Del kirchnerismo no se vuelve

Redacción

Por Redacción

En un reciente acto que reunió militancia kirchnerista, el mensaje del dirigente Andrés Larroque fue muy claro: “acá no se arrepiente nadie”. Esto, que puede interpretarse como una arenga de fortalecimiento moral, o bien como una advertencia a la tropa, al menos hasta el momento, se está cumpliendo.

La catarata de evidencias de la corrupción, como bolsos, valijas, cuadernos, viajes, dólares en financieras y cajas de seguridad, y finalmente, confesiones de arrepentidos, es suficiente como para hacernos avergonzar ante el mundo.

Sin embargo, en las filas del kirchnerismo no aparece ningún arrepentido voluntario. Los que aparecen, lo están por haber participado de las coimas, y sólo porque han sido descubiertos y quieren menguar la condena. La mayoría del ejército permanece callada.

Con el crecimiento fenomenal del gasto público (50%!!), llevándolo de menos del 30% del PBI a comienzos de su gestión, al 45% a la hora de entregar el poder a fines de 2015, el matrimonio Kirchner armó dentro de la sociedad, el ejército para su defensa.

Un buen sueldo en el estado, alguna asignación también estatal, servicios públicos regalados, o bien un buen salario en alguna de las actividades con sindicatos empoderados (porteros de edificios, camioneros, lácteos, etc.), para muchos ciudadanos, fueron razones suficientes para ponerse el uniforme de soldado, y defender a capa y espada la gestión.

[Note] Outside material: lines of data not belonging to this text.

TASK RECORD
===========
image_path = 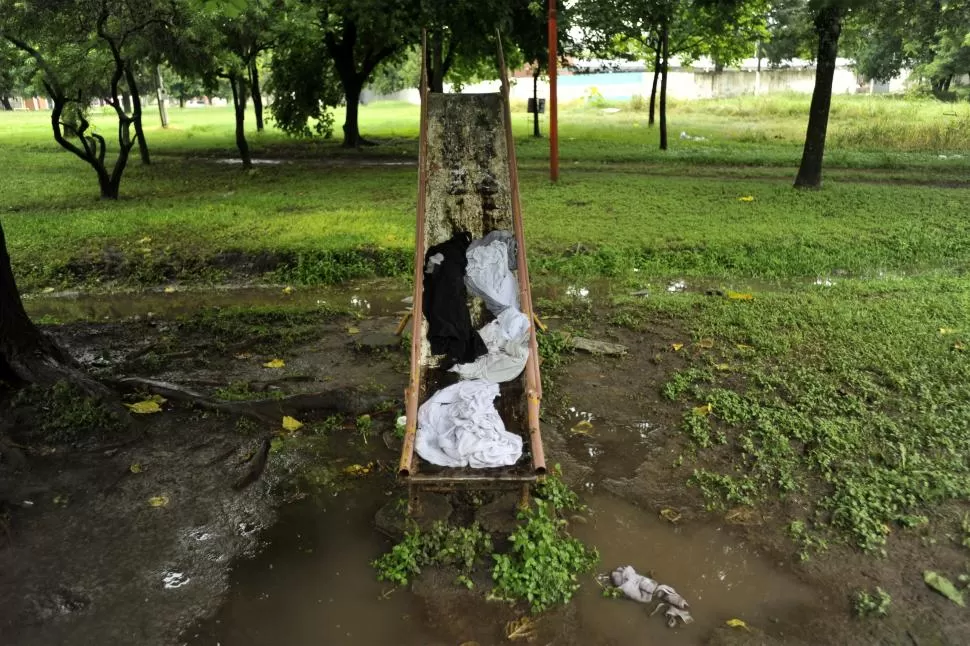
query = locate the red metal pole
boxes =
[549,0,559,182]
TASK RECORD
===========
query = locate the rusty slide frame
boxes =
[398,34,546,506]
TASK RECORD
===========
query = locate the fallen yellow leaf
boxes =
[694,404,712,415]
[660,509,680,523]
[125,399,162,415]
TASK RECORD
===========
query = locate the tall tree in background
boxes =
[0,0,174,199]
[757,0,818,68]
[304,0,420,148]
[795,0,847,188]
[508,0,576,137]
[573,0,767,150]
[268,7,344,138]
[420,0,516,92]
[0,38,30,110]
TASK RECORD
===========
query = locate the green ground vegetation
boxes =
[0,96,970,568]
[0,96,970,289]
[617,275,970,558]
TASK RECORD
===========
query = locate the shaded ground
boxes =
[0,292,970,646]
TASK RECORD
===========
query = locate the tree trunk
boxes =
[660,24,670,150]
[795,7,842,188]
[647,41,662,126]
[229,74,253,168]
[532,65,542,137]
[249,61,263,132]
[343,80,365,148]
[0,224,78,385]
[155,65,168,128]
[126,70,152,166]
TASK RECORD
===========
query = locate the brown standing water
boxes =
[20,287,823,646]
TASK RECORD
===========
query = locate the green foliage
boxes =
[536,330,573,369]
[267,16,343,138]
[788,520,828,561]
[492,500,599,613]
[371,522,492,587]
[535,464,586,511]
[354,415,374,444]
[216,381,266,401]
[852,586,892,617]
[628,277,970,554]
[13,381,121,442]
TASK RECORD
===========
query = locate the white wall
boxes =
[363,68,892,104]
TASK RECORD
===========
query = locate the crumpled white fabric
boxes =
[465,238,519,316]
[451,307,530,384]
[610,565,694,627]
[414,379,522,469]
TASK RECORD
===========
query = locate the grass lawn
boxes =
[0,96,970,576]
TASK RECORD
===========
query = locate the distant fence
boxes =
[363,68,924,104]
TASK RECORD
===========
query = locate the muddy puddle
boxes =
[18,278,856,330]
[183,482,815,646]
[24,283,411,323]
[182,481,434,646]
[572,493,816,644]
[183,410,820,646]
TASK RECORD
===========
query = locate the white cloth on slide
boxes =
[465,239,519,316]
[451,307,530,384]
[414,379,522,469]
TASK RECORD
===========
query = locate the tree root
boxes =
[232,437,270,491]
[114,377,392,425]
[0,346,117,404]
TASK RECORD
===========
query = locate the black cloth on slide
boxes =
[421,232,488,369]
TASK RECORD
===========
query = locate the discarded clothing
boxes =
[465,231,519,316]
[610,565,694,627]
[451,307,530,383]
[414,379,522,469]
[421,232,488,368]
[468,229,519,270]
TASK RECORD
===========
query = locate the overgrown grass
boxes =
[0,98,970,289]
[612,277,970,556]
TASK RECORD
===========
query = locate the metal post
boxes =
[549,0,559,182]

De allí, el silencio sepulcral de ahora. Todos parecen deberle algo al matrimonio, y nadie quiere quedar como un ingrato, o directamente, llevarse el mote de traidor. Y los que no aguantan la incomodidad de quedarse callados, lo hacen, o bien justificando los hechos, con el pretexto de que siempre hubo corrupción y que somos todos lo mismo, o culpando a las empresas contratistas, o directamente negando los hechos, argumentando que esto es un tema armado por el gobierno, para tapar la crisis económica.

¿Qué suponen los que esgrimen este último argumento?

¿Que los fiscales y el juez intervinientes responden a la orden de Macri de armar una causa totalmente inventada?;

¿Que los magistrados han sido presionados o directamente sobornados?

¿Que también han sido sobornados el chofer Centeno y los exfuncionarios para que relaten una historia inventada de recolección y entrega de plata, que además los va a llevar a la cárcel?

¿Que los empresarios salen a decir alegremente una mentira, que seguramente les va a costar muy caro?

Uno podría suponer que alguien pueda mentir a cambio de algún beneficio. Pero mentir a cambio de ir a la cárcel, o a cambio perder la empresa, no tiene ninguna lógica.

Entonces, ¿alguien intelectualmente honesto puede sostener este disparate? Es más o menos lo mismo que negar la tragedia venezolana que impuso el populismo de Chávez (una etapa más avanzada de kirchnerismo), viendo las imágenes del mayor éxodo de personas en Latinoamérica (2,5 millones de personas, hasta el momento). Más vale quedarse callado.

Cuando hace dos años ocurrió lo de los bolsos de López, tuve la esperanza de que podía recuperar amigos que perdí durante el gobierno kirchnerista. Pero no fue así.

La misma esperanza tuve, cuando apareció la contundencia de los cuadernos de Centeno y las confesiones de exfuncionarios y empresarios. Pero nada ocurrió. No llamó nadie.

Ahora veo que va a ser casi imposible ese retorno. Y lo digo con dolor. No es nada grato perder amigos y tomar distancia con familiares. Pero ha sido así. La grieta es una realidad. Cierro con una conocida frase que resume bastante la situación: “Cada uno acepta la verdad que puede soportar”.